Early flight from BWI so we got a hotel room near the airport. Left Baltimore; changed planes in Dallas; then flew over Alaska, Russia and finally landed in Japan on Wednesday. The airport was about an hour from Yokohama. Steven arranged for a car service to take us downtown. Driver very friendly, kept asking if we wanted to get something out of the vending machines. Vending machines were everywhere in Japan, every block has at least a couple no mater how remote. There was pretty much nothing between the airport and the city, just bamboo covered hills and a few filling stations. There is a lot of undeveloped land on the island, I guess people there just like living stacked 3 deep in the mega-cities. We checked into the Sheraton Yokohama Bay, a nice hotel but super expensive. We paid for club class and had access to the lounge with a lovely view of the city. The time difference was 12 hours and it was difficult to stay awake. Had snacks and drinks in the lounge and went to bed just after sundown. Woke up and found that through our window we could see Mt. Fuji far in the distance. Learned later that it was rare to be able to see that far because the air is usually too smoggy.
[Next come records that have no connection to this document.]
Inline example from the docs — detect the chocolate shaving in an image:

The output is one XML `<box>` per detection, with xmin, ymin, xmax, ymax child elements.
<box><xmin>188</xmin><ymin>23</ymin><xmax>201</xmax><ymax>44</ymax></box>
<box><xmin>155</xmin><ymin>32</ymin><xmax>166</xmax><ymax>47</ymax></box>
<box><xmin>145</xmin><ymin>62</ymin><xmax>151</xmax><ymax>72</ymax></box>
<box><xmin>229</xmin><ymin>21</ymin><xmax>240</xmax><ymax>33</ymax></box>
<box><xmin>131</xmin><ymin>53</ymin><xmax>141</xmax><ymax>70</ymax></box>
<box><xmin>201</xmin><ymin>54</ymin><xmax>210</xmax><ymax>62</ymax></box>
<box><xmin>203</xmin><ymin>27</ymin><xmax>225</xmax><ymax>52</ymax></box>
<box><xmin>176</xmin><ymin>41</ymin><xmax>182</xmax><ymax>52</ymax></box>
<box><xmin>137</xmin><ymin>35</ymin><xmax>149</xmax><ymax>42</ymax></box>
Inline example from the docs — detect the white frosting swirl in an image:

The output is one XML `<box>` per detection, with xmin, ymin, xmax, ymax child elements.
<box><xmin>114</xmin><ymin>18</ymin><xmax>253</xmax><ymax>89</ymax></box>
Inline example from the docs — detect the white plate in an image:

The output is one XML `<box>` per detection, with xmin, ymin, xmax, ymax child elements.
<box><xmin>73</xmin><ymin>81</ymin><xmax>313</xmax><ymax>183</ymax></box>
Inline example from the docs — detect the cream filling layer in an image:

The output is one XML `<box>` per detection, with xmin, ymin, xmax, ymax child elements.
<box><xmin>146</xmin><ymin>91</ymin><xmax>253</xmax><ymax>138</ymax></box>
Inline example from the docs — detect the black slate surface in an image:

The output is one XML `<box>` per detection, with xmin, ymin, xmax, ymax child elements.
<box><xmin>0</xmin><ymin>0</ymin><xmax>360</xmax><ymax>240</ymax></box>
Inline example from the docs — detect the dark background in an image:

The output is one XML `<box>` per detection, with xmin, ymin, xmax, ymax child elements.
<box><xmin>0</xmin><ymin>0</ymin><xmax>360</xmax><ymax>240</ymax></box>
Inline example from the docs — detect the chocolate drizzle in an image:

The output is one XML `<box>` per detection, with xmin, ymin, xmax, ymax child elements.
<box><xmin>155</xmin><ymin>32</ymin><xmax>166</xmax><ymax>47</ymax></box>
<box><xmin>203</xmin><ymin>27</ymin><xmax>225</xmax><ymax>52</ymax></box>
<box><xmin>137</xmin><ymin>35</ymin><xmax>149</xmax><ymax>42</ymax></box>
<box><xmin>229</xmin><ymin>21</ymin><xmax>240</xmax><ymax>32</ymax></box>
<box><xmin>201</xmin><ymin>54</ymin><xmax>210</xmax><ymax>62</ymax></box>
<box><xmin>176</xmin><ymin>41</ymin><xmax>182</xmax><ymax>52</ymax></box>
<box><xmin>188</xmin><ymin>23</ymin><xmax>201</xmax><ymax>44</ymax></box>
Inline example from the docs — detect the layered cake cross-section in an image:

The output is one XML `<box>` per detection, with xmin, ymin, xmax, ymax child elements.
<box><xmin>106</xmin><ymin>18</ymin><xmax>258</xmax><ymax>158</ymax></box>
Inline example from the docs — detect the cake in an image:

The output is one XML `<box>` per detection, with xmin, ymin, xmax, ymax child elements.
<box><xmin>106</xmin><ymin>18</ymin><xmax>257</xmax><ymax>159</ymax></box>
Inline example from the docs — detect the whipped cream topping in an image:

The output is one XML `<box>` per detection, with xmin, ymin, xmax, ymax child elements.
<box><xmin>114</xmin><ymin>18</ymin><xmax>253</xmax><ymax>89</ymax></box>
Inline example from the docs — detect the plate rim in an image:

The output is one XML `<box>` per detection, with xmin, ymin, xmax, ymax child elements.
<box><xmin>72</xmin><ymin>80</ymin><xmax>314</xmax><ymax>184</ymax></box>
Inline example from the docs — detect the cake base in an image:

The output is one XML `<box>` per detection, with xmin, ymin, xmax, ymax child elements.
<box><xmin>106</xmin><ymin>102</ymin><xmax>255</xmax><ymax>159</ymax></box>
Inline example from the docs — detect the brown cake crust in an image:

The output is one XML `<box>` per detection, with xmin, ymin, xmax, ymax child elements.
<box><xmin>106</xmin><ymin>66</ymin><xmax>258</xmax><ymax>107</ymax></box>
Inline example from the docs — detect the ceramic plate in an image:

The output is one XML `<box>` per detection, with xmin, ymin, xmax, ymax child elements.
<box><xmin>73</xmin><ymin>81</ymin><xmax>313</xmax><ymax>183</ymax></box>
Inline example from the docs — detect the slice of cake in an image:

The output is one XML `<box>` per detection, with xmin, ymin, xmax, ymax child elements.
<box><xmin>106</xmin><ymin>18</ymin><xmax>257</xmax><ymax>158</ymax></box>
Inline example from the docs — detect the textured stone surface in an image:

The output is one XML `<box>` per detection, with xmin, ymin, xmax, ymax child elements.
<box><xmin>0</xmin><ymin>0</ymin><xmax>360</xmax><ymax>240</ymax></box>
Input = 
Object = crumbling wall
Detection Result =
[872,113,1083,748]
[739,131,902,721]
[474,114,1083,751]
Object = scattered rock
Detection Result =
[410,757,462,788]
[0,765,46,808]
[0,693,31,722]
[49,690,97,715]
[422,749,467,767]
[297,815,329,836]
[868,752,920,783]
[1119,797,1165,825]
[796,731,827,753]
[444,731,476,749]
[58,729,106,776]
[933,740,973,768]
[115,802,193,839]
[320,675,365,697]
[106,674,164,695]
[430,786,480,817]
We took the subway to Tokyo, a 40 minute ride. Every thing was clean and crowded. Needed some help to figure out the ticket machines. Steven had found online a robot show while he was trying to find a place with a robot bartender. Fortunately he got his company to give him phone access so we had maps to get us through the maze of Tokyo's streets. We got our tickets then had beers and dumplings in a small shop nearby. The show was located in a total firetrap 3 floor underground in a subbasement with walls floors and ceilings covered with brightly colored anime and photos from the show. The show was three acts of radio controlled floats with staff dressed in costumes riding and dancing about. There were pyrotechnics and fog machines loud music and alcohol so a fun time had by all. Only tourists were in the audience. Retraced our steps to Yokohama and the hotel. Had dinner in the club lounge again then early to bed. Saturday April 13 After breakfast took a long walk around hotel. Life here is many small shops, houses and highrise crowded together, schools, parks, and the train station. Packed up and took cabs to the ship. Checking in was uneventful and we were in our cabins by 1:00. Explored the ship, pretty much same layout as last one. That evening there was an LGBTQ get together where we found a bunch of other old queens. Had some nice conversation and cocktails. Dinner in the Aqua class restaurant (we were upgraded to Aqua class and didn't have to eat with the G-Pop). Early to bed.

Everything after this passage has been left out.